The neuroscience of a good story
We all love a good story. In fact, you could go so far as to say that we’re a storytelling species. For a long time, that’s as far as we got. Now, however, we’re getting a much better idea of why we like stories as much as we do.

Neuroscience is showing us that it’s all about mirror neurons and empathy. Mirror neurons are the things in the front of our bran that fire when we see other people do things. What’s more, they cause the same regions of the brain to fire as would if we were doing the thing we’re seeing.

They seem to be the gateway to empathy.

And that’s not the only thing we’re learning about how the brain reacts to a story. The upside of this is that as we get a better understanding of how we process and understand stories, we get a better understanding of how a good story works. And that, in turn, is feeding back into our storytelling, creating more engaging stories that move us more than ever before.

Yup, that’s right. Hollywood and neuroscientists are walking hand in hand.

Learning
As we get an ever better understanding about our own brain, it can’t help but affect our learning. For example, neuroscience is changing our understanding of how we learn languages. For example, we now know that adults need far more repetition than children do and that both groups benefit far more if they’re actively engaged, through such ideas as gamification.

Even better, the old myth that we can’t learn anything as we get older has been thoroughly debunked. We can always keep learning. In fact, your brain desperately needs exercise in order to improve.

This has dramatically changed the way that most memory scientists suggest we should learn. The result? Such programs as Memrise and Duolingo are suddenly making it possible for people who never thought they could learn another language to gain two or three additional tongues.

Habits
A similar place where we’ve now got a much better understanding of what is going on is in the arena of habit. A lot of people look down on habits and yet they are an absolutely essential part of our being and understanding.
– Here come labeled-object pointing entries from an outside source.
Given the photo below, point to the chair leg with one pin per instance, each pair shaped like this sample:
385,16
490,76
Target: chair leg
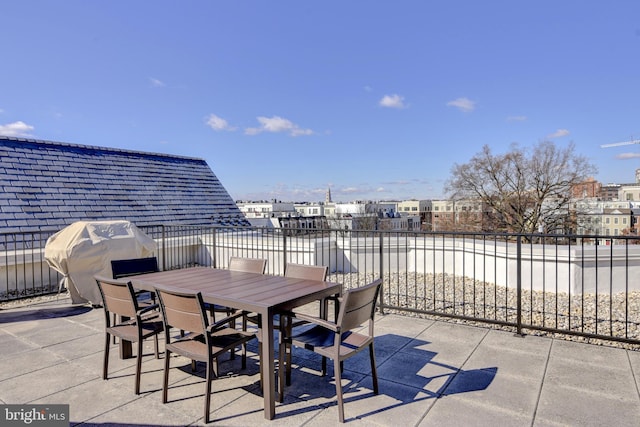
138,366
374,370
165,382
114,322
207,395
105,364
281,367
289,352
155,346
338,377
It is habit that makes it possible for us to drive cars while talking on the phone. It is habit that makes it possible for me to blind-type this article. And if we know how to utilize it correctly, habit can make our lives better, more productive and happier.

At the same time, we can have gambling habits, eating habits and a whole lot of other habits that are decidedly harmful. And neuroscience is giving us an ever better understanding of how both sets work. In this way we are getting better at knowing how to undermine bad habits and promote good habits.

Of course, the problem is that people might differ in that regard. For example, for a casino your gambling habit is good and they will do whatever they can to promote it, including using neuroscience. In this way, neuroscience might actually be impacting your life quite negatively.

The future
In fact, that is an incredibly important point that many people are not quite aware of. Big companies are investing in neuroscience as well. And they’ve got a lot more money at their disposal than everyman does.

What that means is that neuroscience is impacting our lives in a lot more ways than most of us are aware. Marketing firms, big companies and advertising companies are constantly working to make their techniques more effective and their using neuroscience to do it.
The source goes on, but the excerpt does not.